Want deze twee trekken springen in de Russische samenleving op het oogenblik het sterkst naar voren: eenerzijds een koortsachtige economische opbouw, waarvoor alle gevoelsoverwegingen meedoogenloos moeten wijken, waaraan alle persoonlijke geestelijke uitingen ondergeschikt worden gemaakt; — anderzijds de doelbewuste opvoeding van de geheele arbeidersbevolking in het dogma van het communisme. De economische opbouw is, schoon met uitzicht op het communisme, toch in de eerste plaats een zaak van practische noodzaak: het betreft de voeding van een volk van 160 millioen zielen, die jaarlijks met ongeveer 3è millioen wast. Zonder dezen opbouw zou het volk in zijn ellendigen staat van armoede, waarin het zich al sedert jaren bevindt, zonder uitzicht blijven steken. Het dogma van het communisme — of juister: wat daarvoor doorgaat — wordt thans practisch toegepast op de exhorbitante economische behoeften van volk en staat.
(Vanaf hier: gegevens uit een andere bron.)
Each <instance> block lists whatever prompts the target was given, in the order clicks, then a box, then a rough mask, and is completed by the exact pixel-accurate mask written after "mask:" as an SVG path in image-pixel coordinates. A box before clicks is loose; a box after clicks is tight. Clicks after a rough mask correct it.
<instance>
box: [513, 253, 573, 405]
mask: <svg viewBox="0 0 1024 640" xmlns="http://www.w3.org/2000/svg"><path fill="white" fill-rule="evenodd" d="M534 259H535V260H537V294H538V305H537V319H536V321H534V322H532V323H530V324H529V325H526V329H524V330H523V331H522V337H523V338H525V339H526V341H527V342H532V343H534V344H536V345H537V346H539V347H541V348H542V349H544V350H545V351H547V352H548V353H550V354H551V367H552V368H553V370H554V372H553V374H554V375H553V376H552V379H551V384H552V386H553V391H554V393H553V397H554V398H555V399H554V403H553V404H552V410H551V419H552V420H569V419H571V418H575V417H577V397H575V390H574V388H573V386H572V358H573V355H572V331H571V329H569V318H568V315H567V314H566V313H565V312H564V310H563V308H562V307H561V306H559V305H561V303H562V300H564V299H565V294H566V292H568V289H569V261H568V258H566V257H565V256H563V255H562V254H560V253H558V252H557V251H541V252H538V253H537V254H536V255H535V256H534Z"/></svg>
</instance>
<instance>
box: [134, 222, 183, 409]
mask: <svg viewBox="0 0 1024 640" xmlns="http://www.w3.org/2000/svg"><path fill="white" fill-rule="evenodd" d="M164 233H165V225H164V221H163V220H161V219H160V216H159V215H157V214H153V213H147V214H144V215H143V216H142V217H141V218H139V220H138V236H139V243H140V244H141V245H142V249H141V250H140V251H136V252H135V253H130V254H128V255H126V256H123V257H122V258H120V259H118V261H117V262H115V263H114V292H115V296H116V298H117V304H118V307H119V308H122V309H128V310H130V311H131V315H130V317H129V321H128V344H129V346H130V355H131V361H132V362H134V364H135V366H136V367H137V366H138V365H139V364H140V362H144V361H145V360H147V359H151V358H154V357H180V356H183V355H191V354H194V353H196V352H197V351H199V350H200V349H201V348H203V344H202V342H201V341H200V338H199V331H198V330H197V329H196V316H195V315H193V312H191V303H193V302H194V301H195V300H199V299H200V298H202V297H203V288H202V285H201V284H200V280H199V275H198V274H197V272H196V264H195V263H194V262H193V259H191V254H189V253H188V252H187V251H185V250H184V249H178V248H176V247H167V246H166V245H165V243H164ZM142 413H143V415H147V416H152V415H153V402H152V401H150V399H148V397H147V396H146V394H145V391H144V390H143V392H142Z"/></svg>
Hier heeft men niet te doen met een langzaam in het geheele volk tot communisme gerijpte mentaliteit, als bewuste reactie op, en uitgaande naar vernieuwing van, een uitgeleefde of onevenwichtig-geworden maatschappij, doch wordt een van boven af opgelegde communistische gedachte beproefd als beweegkracht in een economisch-achterlijke samenleving.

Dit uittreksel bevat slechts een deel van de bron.